In April 2014 Smith Electric Vehicles announced that it had suspended operations and had filed for bankruptcy. One month later there was news that the company had been saved by a Chinese battery producer and one year after that Smith signed a deal with another Chinese firm, electric vehicle maker FDG.
The logic supporting the expected growth of electric transport is compelling if not irrefutable. The combination of no climate change causing emissions, no air pollutants, and lower fuel and maintenance costs are destined to make electric trucks a preferred transportation medium in the future. However, higher up front costs, payload restrictions and range limitations have made it tough for early electric trucks to compete with fossil fuel powered vehicles.
Some early experiments with electric commercial vehicles have produced mixed results. In 2003 FedEx announced its long term commitment to cleaner transport vehicles.
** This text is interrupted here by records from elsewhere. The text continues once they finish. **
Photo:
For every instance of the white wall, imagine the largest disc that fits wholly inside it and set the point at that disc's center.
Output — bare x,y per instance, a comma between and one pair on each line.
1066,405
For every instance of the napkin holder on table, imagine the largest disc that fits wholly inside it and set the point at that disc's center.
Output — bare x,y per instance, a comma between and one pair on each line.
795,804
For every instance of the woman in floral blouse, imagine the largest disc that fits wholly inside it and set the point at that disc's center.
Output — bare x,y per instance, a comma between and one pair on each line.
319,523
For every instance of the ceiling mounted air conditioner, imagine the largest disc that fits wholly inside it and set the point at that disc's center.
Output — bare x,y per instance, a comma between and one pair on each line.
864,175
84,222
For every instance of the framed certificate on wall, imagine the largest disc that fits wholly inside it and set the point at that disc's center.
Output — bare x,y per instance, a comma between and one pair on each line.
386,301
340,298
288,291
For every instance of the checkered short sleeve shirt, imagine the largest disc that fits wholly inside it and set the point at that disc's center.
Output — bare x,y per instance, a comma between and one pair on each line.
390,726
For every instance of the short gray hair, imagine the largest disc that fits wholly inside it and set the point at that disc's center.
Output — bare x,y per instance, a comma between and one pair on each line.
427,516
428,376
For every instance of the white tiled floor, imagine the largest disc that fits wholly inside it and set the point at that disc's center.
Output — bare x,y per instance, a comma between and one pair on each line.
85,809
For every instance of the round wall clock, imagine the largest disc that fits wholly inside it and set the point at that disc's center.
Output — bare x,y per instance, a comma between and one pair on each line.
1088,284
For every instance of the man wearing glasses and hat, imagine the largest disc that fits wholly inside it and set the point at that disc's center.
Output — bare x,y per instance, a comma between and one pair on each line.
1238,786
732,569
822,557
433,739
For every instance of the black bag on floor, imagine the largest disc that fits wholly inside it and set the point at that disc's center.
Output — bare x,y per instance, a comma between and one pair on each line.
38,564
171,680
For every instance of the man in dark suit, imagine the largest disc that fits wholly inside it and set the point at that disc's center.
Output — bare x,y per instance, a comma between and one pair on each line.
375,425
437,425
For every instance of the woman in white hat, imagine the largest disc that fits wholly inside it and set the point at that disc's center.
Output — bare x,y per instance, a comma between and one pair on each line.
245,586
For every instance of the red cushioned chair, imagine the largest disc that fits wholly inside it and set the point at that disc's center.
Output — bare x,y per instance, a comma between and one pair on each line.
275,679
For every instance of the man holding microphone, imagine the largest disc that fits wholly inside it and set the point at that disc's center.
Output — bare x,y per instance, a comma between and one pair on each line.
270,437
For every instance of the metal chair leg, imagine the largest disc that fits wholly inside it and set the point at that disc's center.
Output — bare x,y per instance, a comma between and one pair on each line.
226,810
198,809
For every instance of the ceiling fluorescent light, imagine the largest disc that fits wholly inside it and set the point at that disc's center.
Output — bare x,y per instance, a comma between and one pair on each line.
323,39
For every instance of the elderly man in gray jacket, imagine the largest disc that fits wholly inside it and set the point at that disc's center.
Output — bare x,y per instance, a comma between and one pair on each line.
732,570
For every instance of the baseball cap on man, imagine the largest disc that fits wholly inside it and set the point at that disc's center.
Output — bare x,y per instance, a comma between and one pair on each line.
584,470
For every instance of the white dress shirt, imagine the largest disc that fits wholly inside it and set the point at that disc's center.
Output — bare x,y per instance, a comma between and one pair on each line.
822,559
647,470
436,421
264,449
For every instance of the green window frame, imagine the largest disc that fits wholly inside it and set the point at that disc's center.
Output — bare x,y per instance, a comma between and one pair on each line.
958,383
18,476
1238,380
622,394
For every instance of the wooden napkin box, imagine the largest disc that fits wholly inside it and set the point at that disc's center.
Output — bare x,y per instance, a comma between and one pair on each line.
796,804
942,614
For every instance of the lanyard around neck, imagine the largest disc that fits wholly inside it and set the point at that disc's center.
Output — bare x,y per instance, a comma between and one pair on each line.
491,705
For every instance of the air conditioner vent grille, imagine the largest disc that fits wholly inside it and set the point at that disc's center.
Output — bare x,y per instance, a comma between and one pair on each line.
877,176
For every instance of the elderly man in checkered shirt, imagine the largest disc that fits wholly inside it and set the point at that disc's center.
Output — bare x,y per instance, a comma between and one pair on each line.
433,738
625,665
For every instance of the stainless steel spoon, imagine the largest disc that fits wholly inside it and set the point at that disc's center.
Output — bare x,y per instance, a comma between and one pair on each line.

They introduced hybrid-electric trucks to their delivery. In 2009 Staples added hybrid and all-electric delivery trucks. Fortune 500 companies, including Pacific Gas and Electric Company, Coca-Cola, Staples, Frito-Lay, AT&T and Kansas City Power & Light bought the Smith Newton, the largest road-going electric truck in North America.
The lithium-Ion battery powered vehicle had a 120 kw electric motor and a payload of up to 7,300kg. Its top speed was 50 mph (80 km), and a range in excess of 100 miles (160 km) on a full charge. It took six hours to recharge. However these limited quantity test purchases were inadequate to generate the needed cash flow.
In April 2014, Smith filed for bankruptcy and in May 2014 they secured a $42 million investment commitment from Hong Kong based Sinopoly Battery Limited, a producer of lithium-ion batteries and other electric-car components. In exchange Sinopoly become a strategic shareholder in Smith and the company’s exclusive supplier of batteries and other components.
In May 2015 Smith Electric signed a joint venture deal with FDG Electric Vehicles. As explained by EV Obsession, “FDG will give Smith exclusive rights to produce its electric van, panel van, minibus, and cab/chassis designs in the U.S., a value of approximately $30 million, as well as injecting $15 million in cash. Smith will contribute its customer and manufacturing base in America, as well as some of its exclusive EV technology.”
The financial troubles of Smith are broadly similar to British electric truck maker Modec Ltd. In 2009 the company. produced about 300 6-ton trucks, powered by lithium-ion batteries. In 2010, the truck maker saw orders double, and they expected to sell about 1,500 unites by 2012. However, they never got there, in 2011 the wheels fell off the cart as the company could not manage a severe cash crunch.
Smith is just one example of many electric startups that have encountered difficulties. Unlike many others they have managed to survive by reinventing itself as an American based Chinese firm.
Despite Smith’s inability to catch on in the US, the market for commercial electric vehicles is ripe. The history of electric trucks proves once again that good ideas are not always successful. Even more importantly it illustrates how those that are first to market are not always the ones who are able to make the most of the opportunity.